The Energy Efficiency Programs are funded through a charge on your electric bill. All CL&P and United Illuminating (UI) customers and Southern Connecticut Gas Company and Yankee Gas Services Company contribute through a conservation charge on gas bills. So why not take advantage of this? While the programs of the Connecticut Energy Efficiency Fund help to make homes more energy efficient, not every house can take advantage of the Home Energy Solutions program. There are some exceptions including homes with asbestos and other eligibility disqualifiers. For more information about this contact 1-877-947-3873.

There are also plenty of other energy saving companies. Lynn Hippeau who owns a house in Darien contacted Dr. Energy Saver, a division of Connecticut Basement System, which is located in Seymour and is not associated with the Connecticut Energy Efficiency Fund.
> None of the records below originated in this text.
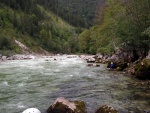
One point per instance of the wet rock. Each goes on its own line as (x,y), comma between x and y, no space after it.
(61,105)
(106,109)
(142,69)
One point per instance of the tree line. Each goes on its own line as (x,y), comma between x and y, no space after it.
(123,24)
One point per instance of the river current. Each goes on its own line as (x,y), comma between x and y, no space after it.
(39,82)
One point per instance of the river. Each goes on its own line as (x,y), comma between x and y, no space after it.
(39,82)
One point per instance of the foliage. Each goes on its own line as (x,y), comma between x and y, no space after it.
(124,24)
(35,26)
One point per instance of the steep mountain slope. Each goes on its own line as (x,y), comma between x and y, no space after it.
(80,13)
(35,26)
Hippeau had a series of problems that needed to be taken care of in order to make her home more energy efficient.

“I contacted Connecticut Basement Systems first about water in my basement, which the company took care of and then informed me of its energy saving division, Dr. Energy Saver,” she said. “I had only one thermostat for my entire house, so the temperature was never evenly regulated. I also had an ancient oil tank and needed some new duct work. Honestly, I used to sit and cry when I got my utility bills, but I have seen my electric bill cut down drastically. The house is amazing now. With an upstairs and downstairs thermostat, each room has a steady temperature,” said Hippeau, who applauded the company for essentially re-engineering her house.

This homeowner went so far as taking care of all of the suggestions the company recommended. It cost her substantial amount, but she did a substantial amount of work including converting from oil to propane gas. It took a while to accomplish all this, but Hippeau said it was worth it not only for energy savings she sees when she opens that envelope with the energy logo on it, but for the peace of mind.

The bottom line is that with winter quickly approaching, whether you go with the Connecticut Energy Efficiency program or choose an independent contractor, it pays to conserve on energy. The biggest benefit is that you also contribute to saving the environment.